Department of Statistics, Government Graduate College for Women, Sargodha, Punjab, Pakistan.
Department of Economics, School of Social Sciences and Humanities, National University of Sciences and Technology, Islamabad, H-12, Pakistan.
Environ Sci Pollut Res Int. 2022 Mar;29(15):21811-21825. doi: 10.1007/s11356-021-17268-x. Epub 2021 Nov 12.

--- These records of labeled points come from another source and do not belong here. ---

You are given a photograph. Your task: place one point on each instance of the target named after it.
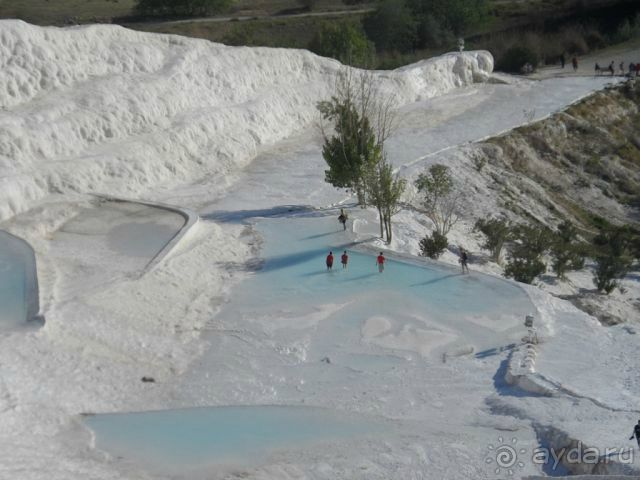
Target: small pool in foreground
(18, 282)
(193, 439)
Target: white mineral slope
(109, 110)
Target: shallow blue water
(478, 310)
(17, 282)
(197, 437)
(292, 283)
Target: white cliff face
(110, 110)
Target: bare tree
(363, 119)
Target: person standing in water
(464, 259)
(636, 433)
(342, 218)
(330, 261)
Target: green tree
(391, 26)
(568, 253)
(525, 262)
(352, 149)
(182, 7)
(344, 42)
(613, 257)
(438, 21)
(440, 199)
(384, 190)
(497, 233)
(362, 122)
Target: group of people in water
(344, 259)
(380, 259)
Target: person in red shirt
(330, 261)
(380, 262)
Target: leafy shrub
(568, 253)
(434, 245)
(613, 247)
(526, 263)
(344, 42)
(392, 26)
(516, 57)
(181, 7)
(498, 232)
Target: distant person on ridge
(342, 218)
(463, 260)
(636, 433)
(330, 261)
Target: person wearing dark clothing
(636, 433)
(330, 261)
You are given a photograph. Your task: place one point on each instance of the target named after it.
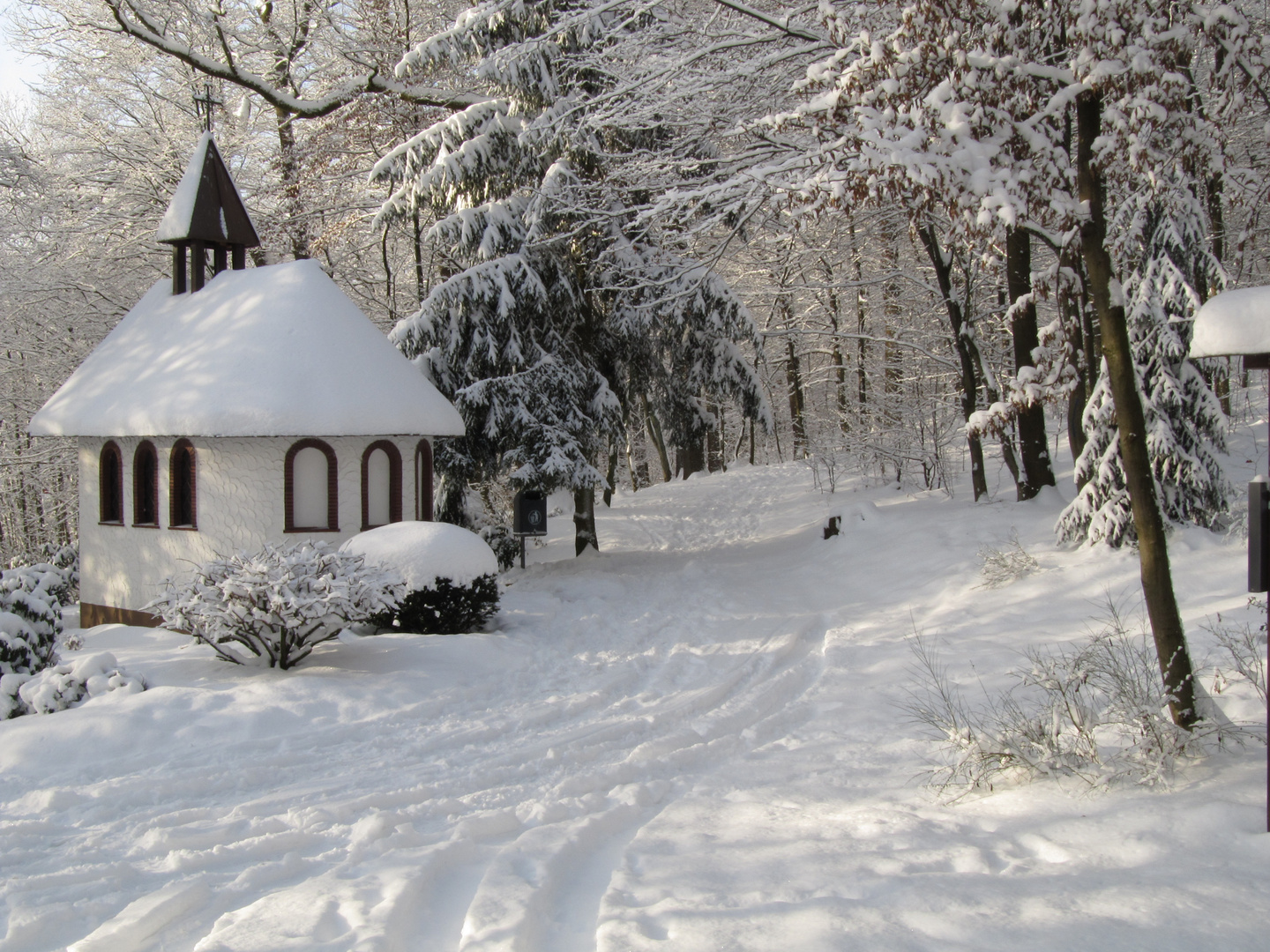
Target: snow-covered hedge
(450, 573)
(61, 686)
(279, 603)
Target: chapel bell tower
(206, 212)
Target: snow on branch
(135, 22)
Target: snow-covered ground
(690, 741)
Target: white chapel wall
(239, 505)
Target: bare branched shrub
(1096, 712)
(1006, 564)
(1244, 648)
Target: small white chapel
(234, 406)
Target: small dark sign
(530, 516)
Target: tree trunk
(1033, 444)
(862, 320)
(421, 282)
(969, 386)
(840, 368)
(794, 380)
(654, 432)
(611, 475)
(691, 457)
(1157, 583)
(585, 521)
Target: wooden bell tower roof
(206, 206)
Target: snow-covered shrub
(1006, 564)
(450, 573)
(446, 608)
(1244, 648)
(276, 605)
(31, 616)
(1096, 712)
(61, 686)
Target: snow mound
(424, 551)
(61, 686)
(1233, 323)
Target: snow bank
(61, 686)
(265, 352)
(421, 553)
(1233, 323)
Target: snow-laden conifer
(560, 312)
(1185, 424)
(31, 616)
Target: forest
(639, 240)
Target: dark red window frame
(394, 456)
(288, 487)
(423, 481)
(145, 485)
(183, 487)
(111, 484)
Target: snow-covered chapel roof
(1233, 323)
(265, 352)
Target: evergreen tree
(1185, 426)
(560, 311)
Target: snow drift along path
(689, 741)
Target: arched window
(310, 487)
(182, 487)
(112, 484)
(423, 481)
(381, 484)
(145, 485)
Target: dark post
(1259, 534)
(528, 516)
(198, 265)
(178, 270)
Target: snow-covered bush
(61, 686)
(1244, 648)
(450, 574)
(1006, 564)
(1097, 712)
(276, 605)
(31, 616)
(447, 608)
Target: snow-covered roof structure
(265, 352)
(1233, 323)
(207, 206)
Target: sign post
(1237, 324)
(528, 516)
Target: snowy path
(686, 743)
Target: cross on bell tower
(204, 106)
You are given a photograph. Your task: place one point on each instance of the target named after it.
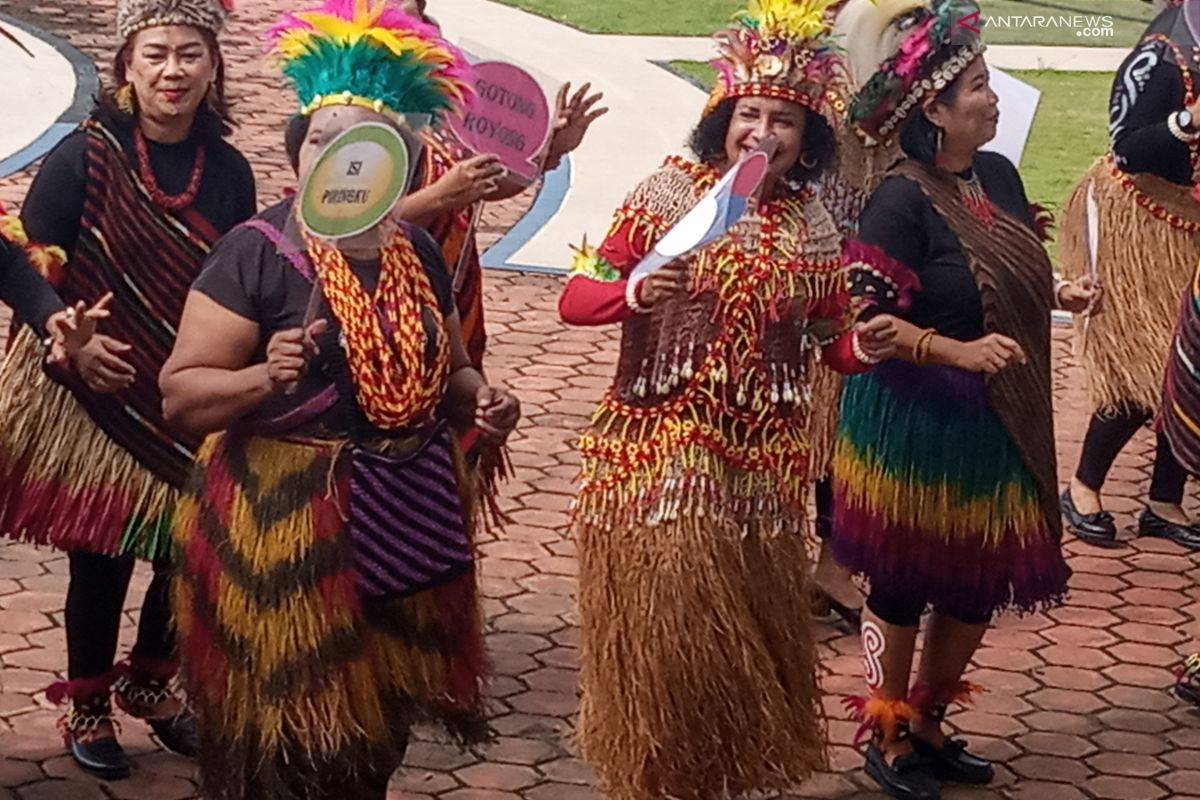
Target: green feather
(403, 84)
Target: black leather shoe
(953, 764)
(1151, 524)
(105, 758)
(833, 612)
(1187, 689)
(909, 777)
(178, 734)
(1093, 528)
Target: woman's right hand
(990, 354)
(101, 366)
(663, 283)
(289, 352)
(471, 180)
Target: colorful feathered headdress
(365, 53)
(941, 40)
(781, 48)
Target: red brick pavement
(1077, 708)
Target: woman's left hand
(877, 337)
(575, 116)
(72, 328)
(1081, 295)
(497, 411)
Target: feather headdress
(941, 41)
(365, 53)
(781, 48)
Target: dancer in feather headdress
(1141, 200)
(699, 662)
(327, 597)
(945, 465)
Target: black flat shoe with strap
(952, 763)
(1152, 524)
(907, 777)
(143, 695)
(1097, 528)
(102, 757)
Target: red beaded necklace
(145, 172)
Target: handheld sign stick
(509, 118)
(353, 186)
(717, 211)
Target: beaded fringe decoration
(1149, 247)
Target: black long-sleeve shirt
(23, 289)
(903, 222)
(1147, 89)
(53, 209)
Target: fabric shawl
(1015, 282)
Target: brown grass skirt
(1145, 264)
(699, 660)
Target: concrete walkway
(652, 110)
(30, 115)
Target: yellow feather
(792, 19)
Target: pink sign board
(509, 118)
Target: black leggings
(822, 495)
(95, 603)
(905, 609)
(1108, 434)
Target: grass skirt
(63, 480)
(295, 678)
(1149, 247)
(699, 661)
(933, 498)
(1180, 419)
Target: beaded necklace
(145, 172)
(385, 336)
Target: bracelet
(631, 300)
(921, 349)
(1173, 125)
(1059, 283)
(859, 353)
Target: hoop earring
(124, 98)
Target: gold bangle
(921, 349)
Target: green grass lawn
(702, 17)
(1069, 131)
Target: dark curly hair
(213, 120)
(819, 146)
(918, 137)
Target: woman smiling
(699, 663)
(136, 198)
(945, 467)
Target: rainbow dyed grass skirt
(933, 498)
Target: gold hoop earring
(124, 98)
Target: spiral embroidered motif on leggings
(873, 649)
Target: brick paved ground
(1077, 708)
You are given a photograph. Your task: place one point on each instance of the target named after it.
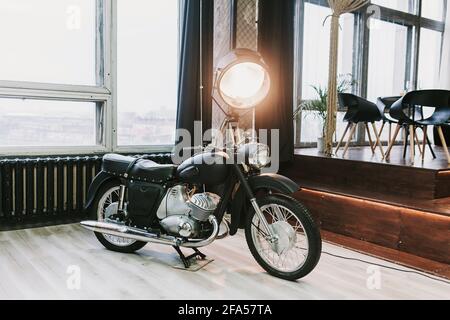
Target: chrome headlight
(257, 154)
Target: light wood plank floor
(34, 265)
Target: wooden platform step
(413, 231)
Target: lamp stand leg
(343, 137)
(391, 144)
(411, 143)
(444, 143)
(378, 142)
(352, 132)
(370, 138)
(424, 142)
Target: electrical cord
(387, 267)
(372, 263)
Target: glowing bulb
(244, 85)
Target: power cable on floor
(387, 267)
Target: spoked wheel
(106, 206)
(297, 246)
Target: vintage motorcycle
(135, 201)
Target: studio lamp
(242, 80)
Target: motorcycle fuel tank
(208, 168)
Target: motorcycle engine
(181, 215)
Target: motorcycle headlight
(259, 155)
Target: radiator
(47, 189)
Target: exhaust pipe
(144, 236)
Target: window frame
(413, 20)
(104, 94)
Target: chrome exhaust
(137, 234)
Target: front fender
(100, 179)
(274, 182)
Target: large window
(47, 123)
(83, 76)
(387, 60)
(389, 47)
(48, 41)
(147, 71)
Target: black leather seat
(143, 169)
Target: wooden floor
(365, 154)
(34, 265)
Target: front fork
(271, 236)
(121, 197)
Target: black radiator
(45, 191)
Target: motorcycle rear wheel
(107, 195)
(299, 245)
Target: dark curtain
(276, 45)
(189, 97)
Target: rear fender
(274, 182)
(100, 179)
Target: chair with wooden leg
(359, 110)
(409, 113)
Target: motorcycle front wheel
(298, 245)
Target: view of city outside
(387, 67)
(147, 63)
(60, 48)
(46, 123)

The COVID-19 pandemic affected the world through its ability to cause widespread infection. The Middle East including the Kingdom of Saudi Arabia (KSA) has also been hit by the COVID-19 pandemic like the rest of the world. This study aims to examine the relationships between meteorological factors and COVID-19 case counts in three cities of the KSA. The distribution of the COVID-19 case counts was observed for all three cities followed by cross-correlation analysis which was carried out to estimate the lag effects of meteorological factors on COVID-19 case counts. Moreover, the Poisson model and negative binomial (NB) model with their zero-inflated versions (i.e., ZIP and ZINB) were fitted to estimate city-specific impacts of weather variables on confirmed case counts, and the best model is evaluated by comparative analysis for each city. We found significant associations between meteorological factors and COVID-19 case counts in three cities of KSA. We also perceived that the ZINB model was the best fitted for COVID-19 case counts. In this case study, temperature, humidity, and wind speed were the factors that affected COVID-19 case counts. The results can be used to make policies to overcome this pandemic situation in the future such as deploying more resources through testing and tracking in such areas where we observe significantly higher wind speed or higher humidity. Moreover, the selected models can be used for predicting the probability of COVID-19 incidence across various regions.
COVID-19 大流行通过其造成广泛感染的能力影响了世界。包括沙特阿拉伯王国(KSA)在内的中东地区也像世界其他地区一样受到了 COVID-19 大流行的打击。本研究旨在检验气象因素与 KSA 三个城市 COVID-19 病例数之间的关系。观察了所有三个城市的 COVID-19 病例数分布,然后进行了互相关分析,以估计气象因素对 COVID-19 病例数的滞后影响。此外,还拟合了泊松模型和负二项式(NB)模型及其零膨胀版本(即 ZIP 和 ZINB),以估计天气变量对确诊病例数的特定城市影响,并通过比较分析评估每个城市的最佳模型。我们发现 KSA 三个城市的气象因素与 COVID-19 病例数之间存在显著关联。我们还发现,ZINB 模型最适合 COVID-19 病例数。在本案例研究中,温度、湿度和风速是影响 COVID-19 病例数的因素。研究结果可用于制定未来克服这种大流行情况的政策,例如在风速较高或湿度较高的地区部署更多资源进行测试和跟踪。此外,所选模型可用于预测各个地区 COVID-19 发病率的概率。